Essas questões deveriam estar na pauta para que esses lugares institucionalizados, escolas e universidades, percebidos por muitos como espaços distantes da sua realidade, se tornem extensões de suas casas.
Algumas semanas atrás eu estava conversando sobre o conceito de sala de aula com a pesquisadora Alice Kolb e debatíamos sobre a importância de compreendermos a realidade dos alunos, levando as instituições de ensino para dentro destas realidades. Isso faz ainda mais sentido em países como o Brasil, com realidades tão desiguais.
Poderíamos aqui avançar para outras questões, por exemplo:
Como promover ações nas diferentes comunidades, construindo empatia e impacto e reconhecendo que na realidade vivemos uma teia de possibilidades, que se inauguram quando conseguimos ligar alguns destes pontos, como a relação escola-comunidade, estudante- família, desenvolvimento e vida social?
Quanto mais pesquiso, quanto mais leio e converso com pessoas que buscam ir além das respostas prontas, mais percebo que não existe a sala de aula do futuro.
Existe a sala de aula que muda as realidades hoje, e que pode promover transformação social. Mas não sei até que ponto estamos atentos a isso.
Qual o tipo de conexão que queremos?
Ontem estava ouvindo uma entrevista do Rushkoff para a Revista Time (10), e em um dado momento a repórter perguntou algo relacionado a importância da tecnologia. Ele respondeu que "a tecnologia é legal (cool), mas não consegue nos ver. Vê apenas dados."
A sensação que tenho é que muitas vezes nós, humanos, que temos essa capacidade de nos ver e nos reconhecer nas diferenças, preferimos não enxergar. Talvez essa seja a grande questão para pensar o futuro da educação e dos espaços de aprendizagem: como nos reconhecermos como humanidade e nos conectarmos para a transformação coletiva?
Não é sobre a sala, sobre o currículo, ou sobre o recurso de didático, mas sobre o reconhecimento dos pluriversos que vivemos e das possibilidades que inauguramos todo o dia quando interagimos com pessoas diferentes.
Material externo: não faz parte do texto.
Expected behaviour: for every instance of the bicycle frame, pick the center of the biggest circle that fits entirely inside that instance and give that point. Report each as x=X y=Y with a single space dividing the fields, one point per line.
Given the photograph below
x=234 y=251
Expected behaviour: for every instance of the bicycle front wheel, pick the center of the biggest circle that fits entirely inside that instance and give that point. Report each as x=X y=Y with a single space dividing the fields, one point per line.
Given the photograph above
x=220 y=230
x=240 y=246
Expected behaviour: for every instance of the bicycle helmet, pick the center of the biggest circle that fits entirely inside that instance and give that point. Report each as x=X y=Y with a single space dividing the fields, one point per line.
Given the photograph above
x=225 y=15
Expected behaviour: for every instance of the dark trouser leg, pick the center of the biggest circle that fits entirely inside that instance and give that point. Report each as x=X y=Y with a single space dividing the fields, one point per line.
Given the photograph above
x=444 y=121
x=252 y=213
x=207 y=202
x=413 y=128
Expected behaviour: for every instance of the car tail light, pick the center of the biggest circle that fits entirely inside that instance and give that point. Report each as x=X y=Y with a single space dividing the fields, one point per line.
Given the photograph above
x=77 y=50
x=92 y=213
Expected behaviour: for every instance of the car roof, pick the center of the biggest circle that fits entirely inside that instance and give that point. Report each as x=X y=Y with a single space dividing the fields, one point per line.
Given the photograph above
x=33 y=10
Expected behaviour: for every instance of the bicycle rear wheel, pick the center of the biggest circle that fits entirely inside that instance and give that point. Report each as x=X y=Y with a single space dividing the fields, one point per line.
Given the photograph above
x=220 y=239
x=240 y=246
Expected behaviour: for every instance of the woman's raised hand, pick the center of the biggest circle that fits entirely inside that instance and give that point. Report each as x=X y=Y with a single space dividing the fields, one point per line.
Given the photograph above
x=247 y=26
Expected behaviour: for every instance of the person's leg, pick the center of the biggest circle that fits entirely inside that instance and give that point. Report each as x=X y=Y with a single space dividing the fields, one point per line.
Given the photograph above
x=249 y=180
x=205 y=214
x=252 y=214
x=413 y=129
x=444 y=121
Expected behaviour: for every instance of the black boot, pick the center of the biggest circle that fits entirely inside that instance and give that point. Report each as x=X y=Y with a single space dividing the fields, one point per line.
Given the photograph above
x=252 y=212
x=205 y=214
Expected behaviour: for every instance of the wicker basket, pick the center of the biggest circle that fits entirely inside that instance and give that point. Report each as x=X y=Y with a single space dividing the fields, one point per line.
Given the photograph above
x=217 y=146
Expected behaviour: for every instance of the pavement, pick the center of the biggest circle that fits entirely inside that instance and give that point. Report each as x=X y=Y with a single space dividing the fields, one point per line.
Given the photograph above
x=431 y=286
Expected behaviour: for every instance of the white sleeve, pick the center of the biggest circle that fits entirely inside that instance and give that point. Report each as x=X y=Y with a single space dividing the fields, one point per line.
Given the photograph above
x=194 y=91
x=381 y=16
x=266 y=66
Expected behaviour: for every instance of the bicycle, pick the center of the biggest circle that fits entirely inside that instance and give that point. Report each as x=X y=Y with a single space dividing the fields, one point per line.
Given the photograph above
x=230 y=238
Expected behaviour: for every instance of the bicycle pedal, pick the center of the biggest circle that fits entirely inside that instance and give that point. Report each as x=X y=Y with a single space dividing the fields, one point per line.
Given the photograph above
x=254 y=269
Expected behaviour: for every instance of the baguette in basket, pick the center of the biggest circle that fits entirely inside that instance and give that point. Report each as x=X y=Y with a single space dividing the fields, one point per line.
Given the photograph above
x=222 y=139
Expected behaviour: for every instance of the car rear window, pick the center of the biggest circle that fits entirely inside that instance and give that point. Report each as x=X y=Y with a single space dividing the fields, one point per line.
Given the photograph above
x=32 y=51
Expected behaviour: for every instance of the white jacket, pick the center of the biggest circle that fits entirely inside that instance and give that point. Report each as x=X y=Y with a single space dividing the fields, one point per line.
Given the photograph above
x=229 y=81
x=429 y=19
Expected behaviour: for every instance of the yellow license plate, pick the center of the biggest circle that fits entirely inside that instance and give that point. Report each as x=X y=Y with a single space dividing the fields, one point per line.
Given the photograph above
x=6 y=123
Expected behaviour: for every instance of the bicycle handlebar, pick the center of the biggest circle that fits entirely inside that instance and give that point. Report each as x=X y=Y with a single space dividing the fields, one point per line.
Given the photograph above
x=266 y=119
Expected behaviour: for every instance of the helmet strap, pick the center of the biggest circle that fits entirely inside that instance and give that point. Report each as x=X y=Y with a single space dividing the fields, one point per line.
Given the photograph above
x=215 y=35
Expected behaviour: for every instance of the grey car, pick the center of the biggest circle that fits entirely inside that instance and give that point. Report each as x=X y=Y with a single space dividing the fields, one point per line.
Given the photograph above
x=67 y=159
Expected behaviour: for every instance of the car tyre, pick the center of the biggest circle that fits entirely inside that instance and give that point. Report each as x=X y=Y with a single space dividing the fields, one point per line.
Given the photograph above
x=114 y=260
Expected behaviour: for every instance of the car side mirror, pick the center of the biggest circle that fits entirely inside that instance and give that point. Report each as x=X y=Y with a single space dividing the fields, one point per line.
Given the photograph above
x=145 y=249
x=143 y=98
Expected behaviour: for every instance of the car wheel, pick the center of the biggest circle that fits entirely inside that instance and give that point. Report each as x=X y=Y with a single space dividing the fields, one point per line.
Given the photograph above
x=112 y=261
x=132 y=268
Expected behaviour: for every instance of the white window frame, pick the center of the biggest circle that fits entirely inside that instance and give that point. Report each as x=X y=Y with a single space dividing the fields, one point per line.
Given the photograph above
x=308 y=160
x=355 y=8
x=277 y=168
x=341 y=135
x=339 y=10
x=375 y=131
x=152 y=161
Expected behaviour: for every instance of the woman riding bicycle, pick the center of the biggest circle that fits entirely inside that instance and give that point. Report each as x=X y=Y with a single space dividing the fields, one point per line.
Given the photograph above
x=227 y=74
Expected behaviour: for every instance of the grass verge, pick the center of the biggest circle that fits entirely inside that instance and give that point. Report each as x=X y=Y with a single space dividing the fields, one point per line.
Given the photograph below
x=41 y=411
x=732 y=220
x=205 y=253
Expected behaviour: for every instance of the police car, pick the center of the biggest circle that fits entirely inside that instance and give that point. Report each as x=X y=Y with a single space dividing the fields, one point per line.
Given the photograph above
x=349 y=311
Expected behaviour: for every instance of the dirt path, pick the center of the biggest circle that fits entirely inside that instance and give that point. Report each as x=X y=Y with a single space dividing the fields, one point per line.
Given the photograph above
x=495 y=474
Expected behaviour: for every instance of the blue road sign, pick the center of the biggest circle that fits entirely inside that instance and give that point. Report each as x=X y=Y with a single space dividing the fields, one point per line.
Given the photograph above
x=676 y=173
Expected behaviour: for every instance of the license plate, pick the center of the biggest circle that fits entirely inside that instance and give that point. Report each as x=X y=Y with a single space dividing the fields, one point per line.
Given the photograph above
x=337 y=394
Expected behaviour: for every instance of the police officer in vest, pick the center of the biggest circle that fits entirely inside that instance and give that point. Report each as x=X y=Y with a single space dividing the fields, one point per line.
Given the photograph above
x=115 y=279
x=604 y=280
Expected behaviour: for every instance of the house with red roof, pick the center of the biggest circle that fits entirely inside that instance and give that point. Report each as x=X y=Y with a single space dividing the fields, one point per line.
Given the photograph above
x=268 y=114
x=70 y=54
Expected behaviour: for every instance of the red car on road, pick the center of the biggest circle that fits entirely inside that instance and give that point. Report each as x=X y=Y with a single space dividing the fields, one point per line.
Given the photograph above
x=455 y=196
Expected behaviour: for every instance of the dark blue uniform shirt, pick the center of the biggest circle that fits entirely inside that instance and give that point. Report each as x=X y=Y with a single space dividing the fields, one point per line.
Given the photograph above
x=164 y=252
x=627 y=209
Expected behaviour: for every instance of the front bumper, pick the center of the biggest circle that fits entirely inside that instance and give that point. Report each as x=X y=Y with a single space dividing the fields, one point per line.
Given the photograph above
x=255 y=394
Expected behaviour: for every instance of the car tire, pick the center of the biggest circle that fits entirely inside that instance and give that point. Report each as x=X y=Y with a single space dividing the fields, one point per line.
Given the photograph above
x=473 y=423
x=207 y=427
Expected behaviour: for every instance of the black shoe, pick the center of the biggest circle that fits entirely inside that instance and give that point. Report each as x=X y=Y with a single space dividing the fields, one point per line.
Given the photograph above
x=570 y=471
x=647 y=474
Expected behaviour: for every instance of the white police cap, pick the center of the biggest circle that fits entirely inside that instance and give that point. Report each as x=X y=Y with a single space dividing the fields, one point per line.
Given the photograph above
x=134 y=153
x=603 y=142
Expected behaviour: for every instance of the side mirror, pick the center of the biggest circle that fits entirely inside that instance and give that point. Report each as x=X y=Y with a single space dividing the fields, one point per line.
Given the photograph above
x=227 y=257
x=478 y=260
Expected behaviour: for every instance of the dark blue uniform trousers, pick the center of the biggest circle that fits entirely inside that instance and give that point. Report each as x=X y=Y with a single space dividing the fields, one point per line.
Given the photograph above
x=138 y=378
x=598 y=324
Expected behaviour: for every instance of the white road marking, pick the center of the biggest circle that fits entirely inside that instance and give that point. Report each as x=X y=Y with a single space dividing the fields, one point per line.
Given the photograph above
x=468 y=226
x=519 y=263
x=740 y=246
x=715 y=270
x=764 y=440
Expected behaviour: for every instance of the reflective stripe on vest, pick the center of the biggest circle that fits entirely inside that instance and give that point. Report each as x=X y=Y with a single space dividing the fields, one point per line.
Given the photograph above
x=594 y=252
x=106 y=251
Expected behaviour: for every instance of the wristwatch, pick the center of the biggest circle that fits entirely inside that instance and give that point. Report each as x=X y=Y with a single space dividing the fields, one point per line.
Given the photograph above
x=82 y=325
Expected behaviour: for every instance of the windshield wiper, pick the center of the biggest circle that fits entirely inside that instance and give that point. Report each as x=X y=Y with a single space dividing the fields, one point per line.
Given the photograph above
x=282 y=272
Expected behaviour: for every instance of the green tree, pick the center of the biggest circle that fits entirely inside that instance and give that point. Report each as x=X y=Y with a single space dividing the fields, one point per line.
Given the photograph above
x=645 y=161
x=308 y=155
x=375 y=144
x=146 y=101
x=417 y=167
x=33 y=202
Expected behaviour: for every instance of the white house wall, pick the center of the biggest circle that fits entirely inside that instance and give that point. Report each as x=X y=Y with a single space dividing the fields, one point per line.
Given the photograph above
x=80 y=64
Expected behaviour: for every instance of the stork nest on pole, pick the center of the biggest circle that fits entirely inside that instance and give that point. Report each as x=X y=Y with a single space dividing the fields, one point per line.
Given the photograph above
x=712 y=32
É nesse espaço, nessa interação, que aprendemos.
Fontes:
1- Borba, G.S., Alves, I.M. & Campagnolo, P.D.B. How Learning Spaces Can Collaborate with Student Engagement and Enhance Student-Faculty Interaction in Higher Education. Innov High Educ 45, 51–63 (2020). https://doi.org/10.1007/s10755-019-09483-9
2- Dey, E., Burn, H. E., & Gerdes, D. (2009). Bringing the classroom to the web: Effects of using new technologies to capture and deliver lectures. Research in Higher Education, 50, 377–393.
3- Neil, S., & Etheridge, R. (2008). Flexible learning spaces: The integration of pedagogy, physical design, and instructional technology. Marketing Education Review, 18, 47–53.
4- Mau, B., Pigozzi, O., & Peterson. (2010). The third teacher: 79 ways you can use design to transform teaching & learning (Kindle edition). Brownstown, MI: Motor City Books
5- Rands, M. L., & Gansemer-Topf, A. M. (2017). The room itself is active: How classroom design impacts student engagement. Journal of Learning Spaces, 6, 25–33.
6- Kolb, A. Y., & Kolb, D. A. (2005). Learning styles and learning spaces: Enhancing experiential learning in higher education. Academy of Management Learning & Education, 4, 193–212.
7- Hyun, J., Ediger, R., & Lee, D. (2017). Students’ satisfaction on their learning process in active learning and traditional classrooms. International Journal of Teaching and Learning in Higher Education, 29, 108–118.
8- Kotjari, Ashish, Salleh, Ariel, Escobar, Arturo, Demaria, Federico, Acosta, Alberto (organizadores). Pluriverse — a post-development dictionary. Tulika books, 2019
9- Noel, Lesley-Ann, and Tulane University. “Envisioning a Pluriversal Design Education.” Pivot 2020: Designing a World of Many Centers, 2020. doi:10.21606/PLURIVERSAL.2020.021.